Oksana Chusovitina, Turn-Olympiasiegerin

"Nur Dummköpfe haben keine Angst"


Oksana Chusovitina wurde 1975 in Usbekistan geboren. Die Turnerin gewann 1992 Gold bei den Olympischen Spielen in Barcelona und ist dreifache Welt- und zweifache Europameisterin. Zahlreiche Rekorde beruhen darauf, dass niemand es ihr in ihrem Alter je gleichtat. Unter anderem hat sie an sechs Olympischen Spielen teilgenommen und will auch 2016 in Rio an den Start gehen.
Nachdem ihr Sohn 2002 an Leukämie erkrankte, kam sie zur Behandlung nach Köln. Seit 2006 besitzt sie auch die deutsche Staatsbürgerschaft. Nach einigen Jahren für das Turnteam Toyota Köln ist sie nun für den TV Herkenrath aktiv.
Oksana Chusovitina wohnt zur Zeit im Internat des Bundesturnzentrums in Bergisch Gladbach. Noch in diesem Jahr werden auch ihr Mann, der Ringer Bakhodir Kurbanow, und Sohn Alisher von Usbekistan nachkommen.
Größe hat nichts mit Zentimetern zu tun, das beweist Oksana Chusovitina mit ihren 1,53 Metern bei jedem Wettkampf. Dieses Jahr wird sie 40, gehört jedoch noch immer zu den besten Turnerinnen der Welt.

Sie sind in Usbekistans Hauptstadt Taschkent aufgewachsen. Wie würden Sie Ihre Kindheit beschreiben?

Meine Mutter war Köchin, mein Vater Bauarbeiter. Wir waren eine recht große Familie mit vier Kindern. Statt in der Wohnung habe ich viel auf der Straße gespielt, wie alle Kinder bei uns.

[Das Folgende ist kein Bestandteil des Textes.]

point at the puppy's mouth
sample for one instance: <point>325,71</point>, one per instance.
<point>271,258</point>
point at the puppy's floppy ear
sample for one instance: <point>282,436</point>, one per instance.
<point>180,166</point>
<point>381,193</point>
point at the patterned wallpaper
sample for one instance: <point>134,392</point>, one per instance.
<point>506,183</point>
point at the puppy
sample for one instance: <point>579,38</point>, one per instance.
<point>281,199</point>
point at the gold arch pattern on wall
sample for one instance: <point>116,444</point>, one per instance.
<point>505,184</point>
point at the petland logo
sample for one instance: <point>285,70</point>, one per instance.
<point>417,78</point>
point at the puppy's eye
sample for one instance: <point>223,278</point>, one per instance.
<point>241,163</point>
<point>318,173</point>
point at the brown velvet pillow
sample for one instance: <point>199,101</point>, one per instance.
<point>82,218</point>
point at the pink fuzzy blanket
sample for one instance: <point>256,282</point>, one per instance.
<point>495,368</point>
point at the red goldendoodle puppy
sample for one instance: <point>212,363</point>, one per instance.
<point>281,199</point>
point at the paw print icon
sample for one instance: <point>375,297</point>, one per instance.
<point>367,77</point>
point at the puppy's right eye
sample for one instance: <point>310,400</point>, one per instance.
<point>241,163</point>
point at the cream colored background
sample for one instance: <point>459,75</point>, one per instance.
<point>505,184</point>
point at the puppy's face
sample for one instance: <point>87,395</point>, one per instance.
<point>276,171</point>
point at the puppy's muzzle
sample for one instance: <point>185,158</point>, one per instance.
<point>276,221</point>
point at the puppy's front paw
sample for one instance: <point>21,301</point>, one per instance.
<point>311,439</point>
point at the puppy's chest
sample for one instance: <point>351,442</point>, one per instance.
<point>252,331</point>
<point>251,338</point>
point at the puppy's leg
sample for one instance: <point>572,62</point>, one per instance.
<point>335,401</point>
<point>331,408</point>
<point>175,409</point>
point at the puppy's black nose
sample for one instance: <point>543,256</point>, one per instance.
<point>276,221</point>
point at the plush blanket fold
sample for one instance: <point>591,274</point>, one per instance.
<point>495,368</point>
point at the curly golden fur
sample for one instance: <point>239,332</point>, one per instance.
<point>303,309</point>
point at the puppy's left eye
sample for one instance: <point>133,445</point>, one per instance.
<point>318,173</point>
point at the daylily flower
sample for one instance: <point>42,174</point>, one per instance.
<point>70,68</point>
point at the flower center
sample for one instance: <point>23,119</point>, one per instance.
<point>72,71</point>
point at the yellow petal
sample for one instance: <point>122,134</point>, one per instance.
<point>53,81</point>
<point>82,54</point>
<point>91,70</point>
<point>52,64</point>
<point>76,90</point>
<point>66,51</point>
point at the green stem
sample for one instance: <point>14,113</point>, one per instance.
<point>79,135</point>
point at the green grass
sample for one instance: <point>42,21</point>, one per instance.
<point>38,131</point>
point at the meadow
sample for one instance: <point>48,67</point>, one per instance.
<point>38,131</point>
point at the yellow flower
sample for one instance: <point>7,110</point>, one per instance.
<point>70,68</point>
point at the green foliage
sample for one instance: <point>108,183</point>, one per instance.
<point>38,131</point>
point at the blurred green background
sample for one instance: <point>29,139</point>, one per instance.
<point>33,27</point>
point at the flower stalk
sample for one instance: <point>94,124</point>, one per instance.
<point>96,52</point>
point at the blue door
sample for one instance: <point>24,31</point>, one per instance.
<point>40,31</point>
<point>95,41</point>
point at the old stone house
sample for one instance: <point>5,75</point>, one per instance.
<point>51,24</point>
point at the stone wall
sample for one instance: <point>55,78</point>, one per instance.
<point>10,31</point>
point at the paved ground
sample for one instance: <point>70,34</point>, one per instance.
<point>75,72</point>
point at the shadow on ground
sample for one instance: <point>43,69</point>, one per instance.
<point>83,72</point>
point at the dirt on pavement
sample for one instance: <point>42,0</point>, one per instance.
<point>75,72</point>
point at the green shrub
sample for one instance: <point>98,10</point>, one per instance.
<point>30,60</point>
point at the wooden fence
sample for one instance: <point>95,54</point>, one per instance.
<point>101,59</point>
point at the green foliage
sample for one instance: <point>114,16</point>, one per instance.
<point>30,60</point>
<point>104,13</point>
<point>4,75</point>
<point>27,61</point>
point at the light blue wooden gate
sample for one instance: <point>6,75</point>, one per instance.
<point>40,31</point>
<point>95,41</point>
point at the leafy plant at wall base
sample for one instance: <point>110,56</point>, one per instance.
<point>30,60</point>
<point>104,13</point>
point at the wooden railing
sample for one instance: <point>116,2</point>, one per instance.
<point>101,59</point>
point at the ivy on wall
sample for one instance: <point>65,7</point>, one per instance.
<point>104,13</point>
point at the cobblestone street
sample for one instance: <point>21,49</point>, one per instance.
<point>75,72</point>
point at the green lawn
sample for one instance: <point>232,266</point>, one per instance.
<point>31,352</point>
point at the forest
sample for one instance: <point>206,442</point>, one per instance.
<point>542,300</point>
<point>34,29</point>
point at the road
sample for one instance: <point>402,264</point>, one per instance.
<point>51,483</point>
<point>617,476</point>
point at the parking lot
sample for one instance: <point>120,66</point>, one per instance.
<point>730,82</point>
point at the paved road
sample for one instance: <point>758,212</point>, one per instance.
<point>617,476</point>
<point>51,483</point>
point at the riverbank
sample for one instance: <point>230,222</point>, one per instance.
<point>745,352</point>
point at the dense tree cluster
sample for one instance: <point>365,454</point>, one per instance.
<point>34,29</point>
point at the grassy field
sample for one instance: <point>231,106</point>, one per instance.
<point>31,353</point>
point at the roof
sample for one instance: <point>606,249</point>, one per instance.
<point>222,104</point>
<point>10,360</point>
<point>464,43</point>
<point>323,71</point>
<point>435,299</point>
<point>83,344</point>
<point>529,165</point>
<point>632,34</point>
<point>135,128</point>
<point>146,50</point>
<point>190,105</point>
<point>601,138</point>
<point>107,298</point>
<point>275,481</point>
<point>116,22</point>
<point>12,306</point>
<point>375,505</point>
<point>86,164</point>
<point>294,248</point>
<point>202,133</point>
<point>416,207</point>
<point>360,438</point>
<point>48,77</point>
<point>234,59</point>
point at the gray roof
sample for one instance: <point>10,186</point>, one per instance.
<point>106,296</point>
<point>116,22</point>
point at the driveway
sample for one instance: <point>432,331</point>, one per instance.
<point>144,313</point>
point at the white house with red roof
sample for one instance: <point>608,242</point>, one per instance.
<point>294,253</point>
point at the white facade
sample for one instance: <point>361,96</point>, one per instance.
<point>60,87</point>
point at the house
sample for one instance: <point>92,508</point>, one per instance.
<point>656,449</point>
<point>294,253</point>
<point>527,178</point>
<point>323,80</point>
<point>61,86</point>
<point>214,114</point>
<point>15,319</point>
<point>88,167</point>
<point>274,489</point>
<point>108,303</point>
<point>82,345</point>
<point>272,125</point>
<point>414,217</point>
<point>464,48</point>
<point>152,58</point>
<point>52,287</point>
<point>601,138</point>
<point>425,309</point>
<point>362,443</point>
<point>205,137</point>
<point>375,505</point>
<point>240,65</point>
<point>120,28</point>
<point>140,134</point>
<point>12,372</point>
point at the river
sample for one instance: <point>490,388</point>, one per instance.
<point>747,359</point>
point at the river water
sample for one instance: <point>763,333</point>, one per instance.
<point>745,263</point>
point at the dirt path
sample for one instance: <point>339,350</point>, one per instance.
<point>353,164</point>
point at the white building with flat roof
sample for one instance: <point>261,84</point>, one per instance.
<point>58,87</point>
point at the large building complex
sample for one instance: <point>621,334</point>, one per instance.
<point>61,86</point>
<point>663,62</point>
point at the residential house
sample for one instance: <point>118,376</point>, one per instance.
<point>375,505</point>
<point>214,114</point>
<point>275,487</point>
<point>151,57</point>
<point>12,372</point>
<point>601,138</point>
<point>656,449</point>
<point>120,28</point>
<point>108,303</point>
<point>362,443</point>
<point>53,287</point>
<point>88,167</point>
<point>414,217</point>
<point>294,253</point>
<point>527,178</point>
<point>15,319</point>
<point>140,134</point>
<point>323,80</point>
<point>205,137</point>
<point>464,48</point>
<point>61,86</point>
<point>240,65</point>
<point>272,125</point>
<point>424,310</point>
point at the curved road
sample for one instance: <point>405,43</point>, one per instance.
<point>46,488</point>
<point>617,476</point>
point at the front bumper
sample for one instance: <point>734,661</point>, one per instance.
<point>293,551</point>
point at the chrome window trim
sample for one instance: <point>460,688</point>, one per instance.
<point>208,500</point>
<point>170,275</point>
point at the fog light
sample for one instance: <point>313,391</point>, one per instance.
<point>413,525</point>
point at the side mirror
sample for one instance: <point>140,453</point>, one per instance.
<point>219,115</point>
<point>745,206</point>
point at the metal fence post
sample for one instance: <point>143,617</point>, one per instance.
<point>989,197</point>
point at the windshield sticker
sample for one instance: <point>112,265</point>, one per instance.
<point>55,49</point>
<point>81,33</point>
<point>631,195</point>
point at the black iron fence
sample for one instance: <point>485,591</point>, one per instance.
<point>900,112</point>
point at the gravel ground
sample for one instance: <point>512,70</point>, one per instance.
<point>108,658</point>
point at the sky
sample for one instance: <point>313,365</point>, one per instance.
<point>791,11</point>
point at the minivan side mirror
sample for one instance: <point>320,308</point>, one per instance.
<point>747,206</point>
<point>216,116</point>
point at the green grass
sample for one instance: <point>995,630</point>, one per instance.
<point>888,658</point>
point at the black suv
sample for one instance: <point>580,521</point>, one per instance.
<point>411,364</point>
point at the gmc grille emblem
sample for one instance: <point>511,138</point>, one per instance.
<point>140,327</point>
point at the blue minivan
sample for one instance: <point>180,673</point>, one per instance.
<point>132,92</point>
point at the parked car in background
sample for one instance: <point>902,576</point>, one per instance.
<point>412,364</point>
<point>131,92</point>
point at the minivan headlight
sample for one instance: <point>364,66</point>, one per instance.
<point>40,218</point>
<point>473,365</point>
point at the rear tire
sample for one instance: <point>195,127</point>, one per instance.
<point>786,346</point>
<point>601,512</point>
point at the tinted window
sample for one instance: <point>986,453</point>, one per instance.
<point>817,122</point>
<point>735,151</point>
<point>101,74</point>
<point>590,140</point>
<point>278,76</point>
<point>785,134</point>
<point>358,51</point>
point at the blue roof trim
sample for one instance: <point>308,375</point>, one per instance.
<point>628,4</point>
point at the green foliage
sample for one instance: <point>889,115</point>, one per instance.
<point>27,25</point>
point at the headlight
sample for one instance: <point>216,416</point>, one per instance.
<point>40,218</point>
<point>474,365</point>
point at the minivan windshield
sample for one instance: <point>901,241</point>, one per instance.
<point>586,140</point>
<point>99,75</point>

Dass Sie einst Turnerin werden, war also vermutlich nicht abzusehen?

Nein, in meiner Familie gab es keinen einzigen Sportler. Aber in Taschkent hatten wir vier große Hallen, und Turnen war in Usbekistan immer recht populär.

Was war für Sie als kleine Turnerin damals, in der Sowjetunion, anders?

Wir waren 30 Mädels, alle sehr stark, aber in die Nationalmannschaft konnten nur sechs von ihnen. Man musste jeden Tag zeigen, dass man besser ist als die anderen. Wir haben dreimal am Tag trainiert und sind zwischendurch in die Schule gegangen. Es war eine schwere Zeit, aber ich profitiere bis heute davon.

Sie waren zwischenzeitlich sogar usbekische Nationaltrainerin.

Ja, vier Jahre lang. Und seitdem verstehe ich die Trainer besser. (lacht) Man muss auf jedes Mädchen anders, individuell eingehen. Und man muss immer einen gewissen Druck ausüben. Ich glaube, das war auch der Grund, warum ich wieder aufgehört habe. Ich turne lieber, als Trainer zu sein.

Als Trainer muss man zuweilen streng sein. Sind Sie auch streng gegen sich selbst?

Nein. Ich liebe das Turnen und gehe jeden Tag aufs Neue gern in die Halle. Aber auch trainieren muss man mit Lust. Wenn ich merke, dass ich heute nicht wirklich will, dann gehe ich wieder nach Hause.

Sie sind Olympiasigerin und zigfache Welt- und Europameisterin. Haben Sie ein Erfolgsrezept?

Nein, noch ist mir keines eingefallen.

Ihre Mutter, die Köchin, arbeitet doch auch nach Rezept.

(lacht) Ich kann nur immer wieder sagen: Das Turnen muss dir Spaß machen, das muss von Herzen kommen. Sonst bringt das nichts.

Ihre Spezialdisziplin ist das Springen.

Für die Mannschaft muss ich auch am Stufenbarren, auf dem Schwebebalken und am Boden trainieren. Aber da lasse ich es heutzutage eher locker angehen.

Wenn die Mädels auf dem Balken Überschläge machen, muss ich immer wegsehen, weil ich Angst um sie habe.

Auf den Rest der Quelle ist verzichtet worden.